The statement was made, according to San Diego County Health Officer Dr. Wilma Wooten, Due to the limited supply of vaccines, the large population of the city and the global spread of the viral disease. However, health officials told the public that the outbreak was “fundamentally different” from the COVID-19 pandemic.
“The situation we face with monkeypox is fundamentally very different,” said San Diego County Supervisor Nathan Fletcher, according to the San Diego Times. “We take it very seriously, but as I said before it is exponentially less transmissible. We know more. We also have a vaccine at the beginning.”

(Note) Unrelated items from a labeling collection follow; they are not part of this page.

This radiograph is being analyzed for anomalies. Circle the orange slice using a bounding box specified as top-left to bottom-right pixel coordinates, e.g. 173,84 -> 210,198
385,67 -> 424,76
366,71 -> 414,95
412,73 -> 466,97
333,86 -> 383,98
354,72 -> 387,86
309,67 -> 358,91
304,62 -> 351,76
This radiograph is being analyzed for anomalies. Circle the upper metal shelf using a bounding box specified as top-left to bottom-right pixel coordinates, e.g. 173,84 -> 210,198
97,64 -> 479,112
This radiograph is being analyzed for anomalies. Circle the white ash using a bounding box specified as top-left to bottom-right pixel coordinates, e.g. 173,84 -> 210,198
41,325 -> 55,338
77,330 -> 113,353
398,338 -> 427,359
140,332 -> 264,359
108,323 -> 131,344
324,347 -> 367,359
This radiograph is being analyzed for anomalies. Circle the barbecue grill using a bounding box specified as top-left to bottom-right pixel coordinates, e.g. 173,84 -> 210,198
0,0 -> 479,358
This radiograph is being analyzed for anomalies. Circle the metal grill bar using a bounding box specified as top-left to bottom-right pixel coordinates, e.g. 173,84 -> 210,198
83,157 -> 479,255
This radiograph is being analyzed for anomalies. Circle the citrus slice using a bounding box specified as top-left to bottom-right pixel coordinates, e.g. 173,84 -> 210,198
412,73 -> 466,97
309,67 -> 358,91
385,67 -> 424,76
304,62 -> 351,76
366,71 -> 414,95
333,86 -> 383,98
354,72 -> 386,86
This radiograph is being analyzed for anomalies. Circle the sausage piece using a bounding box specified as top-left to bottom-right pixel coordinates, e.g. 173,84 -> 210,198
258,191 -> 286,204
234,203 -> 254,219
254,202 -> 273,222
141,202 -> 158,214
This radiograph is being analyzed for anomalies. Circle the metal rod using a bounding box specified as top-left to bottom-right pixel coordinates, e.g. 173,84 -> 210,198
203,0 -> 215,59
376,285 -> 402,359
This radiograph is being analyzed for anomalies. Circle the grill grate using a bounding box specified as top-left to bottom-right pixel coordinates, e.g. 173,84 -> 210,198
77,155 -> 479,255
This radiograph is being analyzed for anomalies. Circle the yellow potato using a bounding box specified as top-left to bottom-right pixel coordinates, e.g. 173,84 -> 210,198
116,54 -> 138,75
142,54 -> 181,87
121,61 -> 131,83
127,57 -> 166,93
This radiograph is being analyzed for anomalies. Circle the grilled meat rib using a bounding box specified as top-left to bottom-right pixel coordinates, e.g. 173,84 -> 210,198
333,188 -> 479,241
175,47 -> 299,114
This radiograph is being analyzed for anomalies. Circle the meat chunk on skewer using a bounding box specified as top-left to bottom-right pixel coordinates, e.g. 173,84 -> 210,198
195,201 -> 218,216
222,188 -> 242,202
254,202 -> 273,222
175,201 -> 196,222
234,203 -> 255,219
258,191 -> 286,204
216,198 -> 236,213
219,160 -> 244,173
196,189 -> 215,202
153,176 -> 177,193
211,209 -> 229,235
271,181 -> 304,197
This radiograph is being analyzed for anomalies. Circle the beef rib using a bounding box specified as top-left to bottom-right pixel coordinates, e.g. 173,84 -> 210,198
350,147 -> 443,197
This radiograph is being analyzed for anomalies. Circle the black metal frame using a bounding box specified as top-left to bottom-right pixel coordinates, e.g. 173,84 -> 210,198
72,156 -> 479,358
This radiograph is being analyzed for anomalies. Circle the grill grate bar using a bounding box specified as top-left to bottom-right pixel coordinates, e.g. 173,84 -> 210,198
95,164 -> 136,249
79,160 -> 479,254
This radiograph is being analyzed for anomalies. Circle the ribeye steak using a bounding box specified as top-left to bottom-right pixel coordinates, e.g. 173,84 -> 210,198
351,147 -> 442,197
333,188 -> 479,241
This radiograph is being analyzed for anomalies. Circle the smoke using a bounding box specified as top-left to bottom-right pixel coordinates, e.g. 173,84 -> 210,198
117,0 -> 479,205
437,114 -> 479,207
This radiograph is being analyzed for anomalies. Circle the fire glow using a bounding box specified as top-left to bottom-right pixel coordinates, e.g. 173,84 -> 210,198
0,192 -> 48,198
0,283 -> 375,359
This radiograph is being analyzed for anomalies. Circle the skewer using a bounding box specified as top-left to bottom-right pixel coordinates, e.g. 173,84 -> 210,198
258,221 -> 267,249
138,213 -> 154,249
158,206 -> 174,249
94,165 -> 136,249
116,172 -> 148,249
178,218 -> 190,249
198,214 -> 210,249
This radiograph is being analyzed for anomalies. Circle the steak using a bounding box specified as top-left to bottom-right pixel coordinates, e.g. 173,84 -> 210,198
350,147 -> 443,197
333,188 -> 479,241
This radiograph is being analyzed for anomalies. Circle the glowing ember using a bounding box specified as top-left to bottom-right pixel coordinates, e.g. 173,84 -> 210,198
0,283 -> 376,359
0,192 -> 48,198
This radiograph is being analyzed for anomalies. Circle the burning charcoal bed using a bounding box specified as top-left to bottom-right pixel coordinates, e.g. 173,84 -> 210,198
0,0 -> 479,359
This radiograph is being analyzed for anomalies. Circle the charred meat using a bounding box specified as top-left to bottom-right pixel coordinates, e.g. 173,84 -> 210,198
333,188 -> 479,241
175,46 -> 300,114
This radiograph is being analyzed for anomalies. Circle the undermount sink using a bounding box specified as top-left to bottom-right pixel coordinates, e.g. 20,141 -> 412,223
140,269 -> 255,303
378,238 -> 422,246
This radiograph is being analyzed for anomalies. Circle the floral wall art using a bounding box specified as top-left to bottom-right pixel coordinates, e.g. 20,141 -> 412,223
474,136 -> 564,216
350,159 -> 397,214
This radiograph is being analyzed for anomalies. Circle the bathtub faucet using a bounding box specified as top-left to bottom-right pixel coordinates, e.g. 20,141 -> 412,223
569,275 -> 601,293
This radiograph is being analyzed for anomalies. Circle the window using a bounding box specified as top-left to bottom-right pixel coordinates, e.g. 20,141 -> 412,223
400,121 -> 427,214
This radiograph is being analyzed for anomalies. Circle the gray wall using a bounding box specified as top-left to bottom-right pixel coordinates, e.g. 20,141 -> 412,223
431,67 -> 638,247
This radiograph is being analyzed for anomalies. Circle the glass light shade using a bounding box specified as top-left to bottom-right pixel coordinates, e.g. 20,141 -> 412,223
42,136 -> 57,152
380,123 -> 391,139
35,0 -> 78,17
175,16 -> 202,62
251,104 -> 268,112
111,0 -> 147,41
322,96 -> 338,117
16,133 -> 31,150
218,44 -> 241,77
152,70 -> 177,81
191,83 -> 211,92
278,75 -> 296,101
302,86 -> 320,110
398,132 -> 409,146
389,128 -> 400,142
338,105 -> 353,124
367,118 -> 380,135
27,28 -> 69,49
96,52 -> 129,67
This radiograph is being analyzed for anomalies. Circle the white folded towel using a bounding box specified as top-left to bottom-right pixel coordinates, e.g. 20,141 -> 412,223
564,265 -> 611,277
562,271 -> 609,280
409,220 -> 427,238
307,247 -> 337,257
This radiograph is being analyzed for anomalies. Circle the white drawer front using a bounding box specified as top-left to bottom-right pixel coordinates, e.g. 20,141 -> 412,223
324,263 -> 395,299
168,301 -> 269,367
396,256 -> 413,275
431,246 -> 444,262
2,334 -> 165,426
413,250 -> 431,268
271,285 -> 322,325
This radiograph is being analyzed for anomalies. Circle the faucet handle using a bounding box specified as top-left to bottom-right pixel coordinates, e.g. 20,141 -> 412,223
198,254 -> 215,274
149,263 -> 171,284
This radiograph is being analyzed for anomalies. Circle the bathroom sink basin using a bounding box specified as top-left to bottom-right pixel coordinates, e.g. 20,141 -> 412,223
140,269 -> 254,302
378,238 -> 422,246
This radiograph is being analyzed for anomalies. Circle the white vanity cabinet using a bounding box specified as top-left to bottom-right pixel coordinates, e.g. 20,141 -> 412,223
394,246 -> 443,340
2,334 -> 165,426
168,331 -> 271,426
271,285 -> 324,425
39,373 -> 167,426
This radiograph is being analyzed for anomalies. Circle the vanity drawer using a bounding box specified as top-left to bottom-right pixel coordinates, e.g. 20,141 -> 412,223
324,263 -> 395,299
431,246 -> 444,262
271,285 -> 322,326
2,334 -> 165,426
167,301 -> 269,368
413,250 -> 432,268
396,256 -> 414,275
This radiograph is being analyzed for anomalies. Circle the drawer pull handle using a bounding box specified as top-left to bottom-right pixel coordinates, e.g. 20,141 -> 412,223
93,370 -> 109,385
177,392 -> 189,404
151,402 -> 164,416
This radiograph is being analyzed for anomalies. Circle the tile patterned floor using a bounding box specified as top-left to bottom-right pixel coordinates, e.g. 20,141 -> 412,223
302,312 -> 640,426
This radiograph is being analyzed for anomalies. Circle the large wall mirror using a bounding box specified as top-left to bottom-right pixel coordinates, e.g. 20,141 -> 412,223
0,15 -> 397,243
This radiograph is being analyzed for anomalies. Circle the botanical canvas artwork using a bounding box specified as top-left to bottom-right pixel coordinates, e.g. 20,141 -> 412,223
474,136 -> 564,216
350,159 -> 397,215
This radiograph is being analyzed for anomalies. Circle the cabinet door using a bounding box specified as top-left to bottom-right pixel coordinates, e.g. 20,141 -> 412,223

“Right now, monkeypox outbreaks are having a disproportionate impact on our LGBTQ community, but we know it can spread to others,” added Fletcher. “And it is vitally important not to stigmatize any individual, not to stigmatize any community, not to denigrate”.
WHO DECLARES MONKEYPOX A GLOBAL HEALTH EMERGENCY
The current number of confirmed monkeypox cases in the county is 46, all male, and 39 who identify as members of the LGBTQ + community. There were no hospitalizations or deaths. Fletcher noted that the biggest challenge is finding an available supply of the monkeypox vaccine. To date, the county has received 3,987 doses of the vaccine and administered 2,454.
By declaring a health emergency, the county now has more authority to use its resources to administer more vaccines along with contact tracking and make testing more publicly available. Health officials estimate 66,000 individuals are in the high-risk category in the county for the disease.
The San Diego Board of Supervisors must ratify the declaration in exactly one week and vote for its extension at least once every 30 days. Starting Wednesday, the county will begin providing official infection numbers on a daily basis.
MONKEYPOX BY THE NUMBERS: FACTS ABOUT THE RARE VIRUS THAT CURRENTLY RESOLVES
The county will also provide resources for the public to receive new information about the outbreak via SMS. Residents will be notified of real-time updates on monkeypox and available health services.
Monkeypox is a rare infectious disease in the same virus family as smallpox with symptoms that include fever, swollen lymph nodes, and a rash that typically dries the skin, according to the World Health Organization. Individuals may experience mild symptoms, but the ability to carry the virus without symptoms is currently unknown. These symptoms typically last between 2 and 4 weeks after initial exposure.